Local anesthetics

Mechanism of Action - The Nerve Blockers

• Reversibly block nerve conduction by binding to voltage-gated sodium ($Na^+$) channels from inside the axon, preventing depolarization.

• State-Dependent Blockade: Higher affinity for open or inactivated channels than for resting channels.
• pH Influence: ↓ efficacy in acidic/infected tissue; the ionized, charged form cannot easily cross the nerve membrane to reach its target.

⭐ Use-Dependent Blockade: Nerves that are more active (higher frequency of depolarization) are blocked more rapidly. The more the channel opens, the more access the drug has.

Amides vs. Esters - A Tale of Two 'i's

• Amides: Have two 'i's in their name (e.g., Lidocaine, Bupivacaine, Ropivacaine).
  • Metabolized by the liver (CYP450).
  • Longer acting and more stable.
  • Allergic reactions are rare.
• Esters: Have only one 'i' in their name (e.g., Procaine, Cocaine, Benzocaine).
  • Metabolized in plasma by pseudocholinesterases.
  • Shorter acting and less stable.
  • Higher allergy potential due to para-aminobenzoic acid (PABA) metabolite.

📌 Mnemonic: Amides have two 'i's; Esters have one.

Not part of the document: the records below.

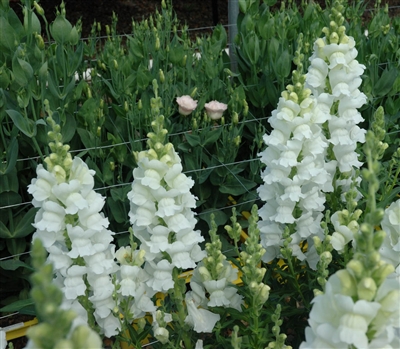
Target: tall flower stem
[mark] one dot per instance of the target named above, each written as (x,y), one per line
(177,295)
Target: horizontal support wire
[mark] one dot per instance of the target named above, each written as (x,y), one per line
(141,140)
(144,139)
(194,29)
(126,231)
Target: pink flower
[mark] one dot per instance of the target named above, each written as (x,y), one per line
(186,104)
(215,109)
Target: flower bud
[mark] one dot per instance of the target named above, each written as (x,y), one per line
(157,44)
(356,268)
(237,140)
(162,77)
(380,274)
(366,289)
(334,38)
(235,118)
(205,274)
(193,92)
(379,236)
(347,282)
(245,108)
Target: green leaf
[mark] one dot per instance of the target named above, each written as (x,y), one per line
(14,264)
(11,157)
(18,305)
(236,185)
(24,223)
(9,181)
(120,194)
(8,36)
(112,91)
(117,208)
(385,82)
(193,140)
(8,198)
(22,71)
(26,126)
(212,136)
(283,65)
(60,29)
(220,218)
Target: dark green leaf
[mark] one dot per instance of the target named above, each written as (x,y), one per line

⭐ Allergic reactions to one ester anesthetic indicate likely sensitivity to other esters, but cross-reactivity with amides is rare.

Clinical Use & Potency - The Numbing Game

• Applications: Used for topical anesthesia, infiltration (e.g., suturing), peripheral nerve blocks, and spinal/epidural anesthesia.
• Physicochemical Properties:
  • Potency ∝ Lipid Solubility (more lipid-soluble drugs cross membranes easier).
  • Duration ∝ Protein Binding (more binding keeps drug at Na+ channel).
• pH & Onset:
  • Anesthetics are weak bases. The un-ionized form penetrates the nerve sheath.
  • Infection → acidic tissue (↓pH) → traps anesthetic in ionized form → ↓efficacy.
• Vasoconstrictors (e.g., Epinephrine): Added to prolong duration & reduce systemic toxicity.

⭐ Order of Blockade: Small, myelinated fibers (pain, temp) are blocked first, followed by touch/pressure, and finally motor function.

Systemic Toxicity - When Good Drugs Go Bad

• Results from excessive plasma concentration, often via accidental intravascular injection or rapid absorption. CNS effects typically precede cardiovascular toxicity.
• CNS Manifestations (Biphasic):
  • Early (Excitation): Tinnitus, perioral numbness, metallic taste, agitation, muscle twitching, leading to seizures.
  • Late (Depression): Drowsiness, coma, respiratory arrest.
• Cardiovascular Effects:
  • Hypotension, arrhythmias (VT/VF), bradycardia.
  • Myocardial depression (↓ contractility).
• Management: Airway support, benzodiazepines for seizures, and IV lipid emulsion therapy.

⭐ Bupivacaine is the most cardiotoxic local anesthetic due to its high potency and strong binding to cardiac Na+ channels, making resuscitation challenging.

High‑Yield Points - ⚡ Biggest Takeaways

• Local anesthetics reversibly block voltage-gated Na+ channels, with increased affinity for activated/inactivated states.
• Blockade is most effective on small, myelinated fibers, leading to loss of pain and temperature first.
• Amides (e.g., lidocaine) are metabolized by the liver; esters (e.g., procaine) risk allergic reactions via PABA.
• Co-administration with epinephrine causes vasoconstriction, prolonging anesthesia and reducing systemic absorption.
• Bupivacaine carries a high risk of severe cardiotoxicity.
• Treat systemic toxicity with intravenous lipid emulsion.